Current theories of intelligence admit a non-Freudian unconscious. If you are interested in this “new unconscious”, you can read the works of John Bargh. This expression designates the set of operations through which the brain captures and manages information. We’re slowly figuring out how it does it, but it’s as opaque as GPT programs. What happens is that the human brain has invented a security system that allows it not to trust this portentous work of our “cognitive unconscious”. Part of its results pass to a conscious state and from this we can subject them to a reliability test. Where did you get the data from? How do we know if the process is reliable? Can we reproduce it? Artificial intelligence does not have this top layer and we have to provide it. Daniel Kahneman, Nobel laureate in economics, has called these two levels of human intelligence System 1 (not conscious, automatic, fast, effective, but unreliable) and System 2 (reflective, rational, slow, reliable). In my books I defend a similar theory of intelligence, but I call these levels “generative or computational intelligence” and “executive intelligence”.

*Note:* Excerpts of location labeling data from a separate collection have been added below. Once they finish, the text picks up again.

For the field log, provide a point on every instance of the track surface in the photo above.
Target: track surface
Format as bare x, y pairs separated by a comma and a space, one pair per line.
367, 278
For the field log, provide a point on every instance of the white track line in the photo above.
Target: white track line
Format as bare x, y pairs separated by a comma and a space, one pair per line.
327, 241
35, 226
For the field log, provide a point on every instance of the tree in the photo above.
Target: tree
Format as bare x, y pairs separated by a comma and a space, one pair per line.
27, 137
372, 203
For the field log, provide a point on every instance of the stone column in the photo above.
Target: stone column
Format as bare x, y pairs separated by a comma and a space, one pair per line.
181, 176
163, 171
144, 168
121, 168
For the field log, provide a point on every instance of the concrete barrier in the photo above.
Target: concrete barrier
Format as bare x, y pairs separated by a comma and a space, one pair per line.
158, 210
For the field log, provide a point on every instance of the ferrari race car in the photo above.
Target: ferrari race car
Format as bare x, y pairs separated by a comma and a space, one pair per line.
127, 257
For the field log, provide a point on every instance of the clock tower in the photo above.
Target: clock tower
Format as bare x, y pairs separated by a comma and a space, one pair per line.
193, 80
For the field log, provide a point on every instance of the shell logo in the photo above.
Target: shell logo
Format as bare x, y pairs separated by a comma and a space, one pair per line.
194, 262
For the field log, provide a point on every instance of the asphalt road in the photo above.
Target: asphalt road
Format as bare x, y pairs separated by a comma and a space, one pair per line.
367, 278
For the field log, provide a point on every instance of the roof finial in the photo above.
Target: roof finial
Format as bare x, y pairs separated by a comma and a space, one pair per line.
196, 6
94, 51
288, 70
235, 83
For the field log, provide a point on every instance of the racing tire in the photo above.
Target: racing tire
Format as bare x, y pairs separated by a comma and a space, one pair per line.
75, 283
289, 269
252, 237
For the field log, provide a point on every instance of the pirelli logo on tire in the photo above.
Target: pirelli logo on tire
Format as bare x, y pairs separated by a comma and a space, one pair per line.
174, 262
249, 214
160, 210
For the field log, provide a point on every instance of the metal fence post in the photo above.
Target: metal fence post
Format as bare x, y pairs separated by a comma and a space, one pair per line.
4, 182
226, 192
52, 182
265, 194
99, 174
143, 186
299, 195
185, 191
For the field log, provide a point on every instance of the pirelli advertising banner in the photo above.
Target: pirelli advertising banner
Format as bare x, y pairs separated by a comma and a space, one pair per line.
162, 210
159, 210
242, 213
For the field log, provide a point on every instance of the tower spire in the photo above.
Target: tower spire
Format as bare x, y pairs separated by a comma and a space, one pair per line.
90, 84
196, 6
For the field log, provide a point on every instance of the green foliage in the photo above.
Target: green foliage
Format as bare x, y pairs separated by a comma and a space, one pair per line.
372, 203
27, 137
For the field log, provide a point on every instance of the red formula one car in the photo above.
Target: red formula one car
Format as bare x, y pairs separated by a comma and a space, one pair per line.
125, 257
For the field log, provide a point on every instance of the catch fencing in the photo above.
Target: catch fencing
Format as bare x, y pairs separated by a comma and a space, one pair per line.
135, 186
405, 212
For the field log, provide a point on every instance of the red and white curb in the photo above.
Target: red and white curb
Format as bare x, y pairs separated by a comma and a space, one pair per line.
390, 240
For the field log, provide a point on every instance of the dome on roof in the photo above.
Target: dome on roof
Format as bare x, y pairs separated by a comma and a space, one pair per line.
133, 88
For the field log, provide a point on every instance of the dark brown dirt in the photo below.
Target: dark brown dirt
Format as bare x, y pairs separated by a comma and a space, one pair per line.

I will give an example of this model of dual intelligence. Henri Poincaré, considered the greatest mathematician of his time, explained that, tired of trying to solve a complicated problem, he decided to quit his job and distract himself with a trip. At one point during the excursion, when he was not thinking about the equations, the solution appeared in his consciousness. That spontaneous appearance intrigued him. If he hadn’t been consciously thinking about the problem, who had solved it? His conclusion was that it had been his tireless “cognitive unconscious”, which he considered, from then on, the source of mathematical creations. There was, however, a problem. These creations could be wrong. It was necessary to subject them to conscious criticism before accepting them as true.

This is our situation in the face of artificial intelligence. If we want to be rigorous, we will have to corroborate in some way the reliability of their results. This requires strengthening critical thinking. The more powerful the AI ​​mechanisms, the more powerful the critical thinking that evaluates them must be. In the same way that Freud wanted to bring his patients to the couch to try to discover the origin of their dreams or their ideas, we will have to bring AI to the psychoanalyst.

The great danger is the laziness of human intelligence. AI’s displays are so prodigious that we can delegate essential functions to it. Harari and Fukuyama fear an intoxication of “facility”. In the intellectual world we are, in fact, witnessing a weakening of critical thinking, which makes us more dependent on machines. We fall into a naive error if we imagine this situation as a science fiction movie in which humans will end up being serfs of the machines. No. Humans can only be serfs to other human beings who use the machines.

Despite the progress of “autonomous systems”, their autonomy is limited, not only for reasons of the energy supply they need, but because their preference systems must be designed by humans, as I mentioned before. What we call artificial intelligence is actually a hybrid of a machine and a human component. We must not fall for the scam of the autonomy of artificial intelligence, because if we end up convincing ourselves that machines are autonomous and all-powerful, we will provoke a “prophecy that is fulfilled by the fact of enunciating it”. We will tremble before the machines, instead of trembling before the people who use the machines. In other words, we will leave the field free for them.